Womenswear retailer Deb Stores Holding LLC joined clothing chains including Loehmann’s Inc. and Coldwater Creek Inc. in filing for bankruptcy, saying a shortage of capital left it with “old, tired stores.” The Philadelphia-based operator of Deb Shops sought Chapter 11 protection today in Wilmington, Delaware, with plans to close some stores and sell inventory if it can’t find a buyer for the business. The company specializes in juniors “fast fashion” and offers moderately priced clothing, accessories and shoes for young women. As of Sept. 30, it had 295 locations, according to court filings.

“Deb’s recent performance has been strained due to a combination of factors, including historic lack of capital invested in business resulting in old, tired stores with unfavorable mall traffic trends and general weakness in the competitive juniors space,” Chief Executive Officer Dawn Robertson said in court papers.

Fast-fashion retailers specialize in inexpensive, trendy clothing in the latest designs.

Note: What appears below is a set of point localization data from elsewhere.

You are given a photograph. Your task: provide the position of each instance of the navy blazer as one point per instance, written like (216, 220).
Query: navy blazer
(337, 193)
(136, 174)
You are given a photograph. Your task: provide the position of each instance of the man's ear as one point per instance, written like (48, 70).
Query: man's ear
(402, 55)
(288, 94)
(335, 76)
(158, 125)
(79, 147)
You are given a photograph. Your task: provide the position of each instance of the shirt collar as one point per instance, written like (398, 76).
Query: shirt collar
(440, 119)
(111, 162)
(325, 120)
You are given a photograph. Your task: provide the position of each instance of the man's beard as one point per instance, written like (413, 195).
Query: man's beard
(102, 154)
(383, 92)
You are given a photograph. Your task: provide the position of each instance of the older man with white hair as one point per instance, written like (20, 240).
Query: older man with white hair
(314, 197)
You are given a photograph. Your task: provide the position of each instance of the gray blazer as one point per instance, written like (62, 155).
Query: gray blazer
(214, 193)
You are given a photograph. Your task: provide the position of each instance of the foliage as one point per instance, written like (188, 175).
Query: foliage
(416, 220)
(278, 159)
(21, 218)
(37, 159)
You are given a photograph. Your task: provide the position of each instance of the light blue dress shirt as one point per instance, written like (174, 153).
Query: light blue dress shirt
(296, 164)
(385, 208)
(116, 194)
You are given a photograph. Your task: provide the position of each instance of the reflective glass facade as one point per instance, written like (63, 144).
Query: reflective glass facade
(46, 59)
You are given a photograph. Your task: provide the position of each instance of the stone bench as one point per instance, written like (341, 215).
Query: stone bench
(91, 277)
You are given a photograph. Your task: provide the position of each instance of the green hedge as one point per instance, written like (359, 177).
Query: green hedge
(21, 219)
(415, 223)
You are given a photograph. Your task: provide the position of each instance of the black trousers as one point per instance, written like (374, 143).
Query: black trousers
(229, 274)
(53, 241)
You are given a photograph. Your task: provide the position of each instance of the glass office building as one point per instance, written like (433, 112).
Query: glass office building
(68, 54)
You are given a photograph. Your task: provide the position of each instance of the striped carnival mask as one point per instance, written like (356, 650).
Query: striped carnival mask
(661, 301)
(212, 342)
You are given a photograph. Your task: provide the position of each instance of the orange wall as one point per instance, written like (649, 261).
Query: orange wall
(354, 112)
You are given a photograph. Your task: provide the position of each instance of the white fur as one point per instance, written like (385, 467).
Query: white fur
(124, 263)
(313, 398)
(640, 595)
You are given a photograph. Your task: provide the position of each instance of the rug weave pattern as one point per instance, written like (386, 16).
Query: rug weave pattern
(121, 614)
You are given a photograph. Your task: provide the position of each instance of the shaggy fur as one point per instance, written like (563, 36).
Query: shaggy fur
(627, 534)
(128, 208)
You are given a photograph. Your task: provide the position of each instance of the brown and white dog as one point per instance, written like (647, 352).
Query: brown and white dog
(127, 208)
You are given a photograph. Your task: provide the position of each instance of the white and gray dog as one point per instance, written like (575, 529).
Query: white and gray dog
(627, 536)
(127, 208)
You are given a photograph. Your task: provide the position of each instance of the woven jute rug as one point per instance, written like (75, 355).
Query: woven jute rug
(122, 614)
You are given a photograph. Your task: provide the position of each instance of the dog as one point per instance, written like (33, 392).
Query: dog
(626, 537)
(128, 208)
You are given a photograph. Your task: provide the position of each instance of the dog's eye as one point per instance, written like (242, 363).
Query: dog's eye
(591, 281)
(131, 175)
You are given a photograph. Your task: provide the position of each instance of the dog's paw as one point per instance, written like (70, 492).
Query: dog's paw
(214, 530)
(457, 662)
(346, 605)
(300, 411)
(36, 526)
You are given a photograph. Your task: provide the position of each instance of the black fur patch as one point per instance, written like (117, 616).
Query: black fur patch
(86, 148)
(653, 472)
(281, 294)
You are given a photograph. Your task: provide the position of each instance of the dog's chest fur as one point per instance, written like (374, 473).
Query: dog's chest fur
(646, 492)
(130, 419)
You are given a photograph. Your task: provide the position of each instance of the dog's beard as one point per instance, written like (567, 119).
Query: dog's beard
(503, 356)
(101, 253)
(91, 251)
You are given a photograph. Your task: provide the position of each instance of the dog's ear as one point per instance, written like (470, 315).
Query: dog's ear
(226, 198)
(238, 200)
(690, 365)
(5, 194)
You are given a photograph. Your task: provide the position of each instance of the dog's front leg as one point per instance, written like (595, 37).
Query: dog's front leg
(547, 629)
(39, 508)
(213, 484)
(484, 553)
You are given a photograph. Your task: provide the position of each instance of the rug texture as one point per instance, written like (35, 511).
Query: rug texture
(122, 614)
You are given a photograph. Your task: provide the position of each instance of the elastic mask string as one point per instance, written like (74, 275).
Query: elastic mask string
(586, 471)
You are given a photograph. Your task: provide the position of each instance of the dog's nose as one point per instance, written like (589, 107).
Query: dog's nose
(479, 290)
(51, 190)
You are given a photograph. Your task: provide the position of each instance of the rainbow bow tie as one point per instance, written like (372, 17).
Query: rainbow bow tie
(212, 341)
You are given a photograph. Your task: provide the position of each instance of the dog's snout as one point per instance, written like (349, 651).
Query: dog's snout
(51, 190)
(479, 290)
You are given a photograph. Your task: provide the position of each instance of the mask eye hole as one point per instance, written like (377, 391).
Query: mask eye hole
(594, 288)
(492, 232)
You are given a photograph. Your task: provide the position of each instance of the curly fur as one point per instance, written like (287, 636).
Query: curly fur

The company said that it has been working with a joint venture of Gordon Brothers Retail Partners and Hilco Merchant Resources on an agreement to liquidate merchandise and that it will seek approval to designate the venture as the “stalking horse,” or lead bidder, in a court-supervised auction.

Other Bankruptcies

A number of retailers of women’s clothing have folded in the past year as shopping-mall traffic stagnates and consumers look to the Internet for bargains. Loehmann’s began its bankruptcy last December, with 39 stores in 11 states. Coldwater Creek sought creditor protection in April with plans to liquidate the business. Dots and Ashley Stewart also filed as sales declined and losses mounted after the recession.

Deb’s consolidated financial statements listed assets of about $90.5 million and debt of about $120.1 million as of Dec. 31. A predecessor, DSI Holdings Inc., had sought bankruptcy protection three years ago to sell assets.

The retailer plans to borrow as much as $25 million from PNC Bank NA to help fund operations as it restructures, according to court papers. The company said its business won’t be interrupted and obligations to customers and workers will be fulfilled.

Equity holders of Deb Stores include Cerberus Series Four Holdings LLC, with a 37 percent stake; Abelco LLC, with a 20 percent stake; and Styx Partners LP, with a 12 percent stake, according to court papers.

The company traces its roots to foundation-garment seller Joy Hosiery, established in 1932 in Philadelphia by Philip Rounick and Emma Weiner, according to court papers. The firm expanded with the advent of post-World War II suburban shopping malls. The chain was renamed Deb Shops in the 1970s.

The case is In re Deb Stores Holding LLC, 14-12676, U.S. Bankruptcy Court, District of Delaware (Wilmington).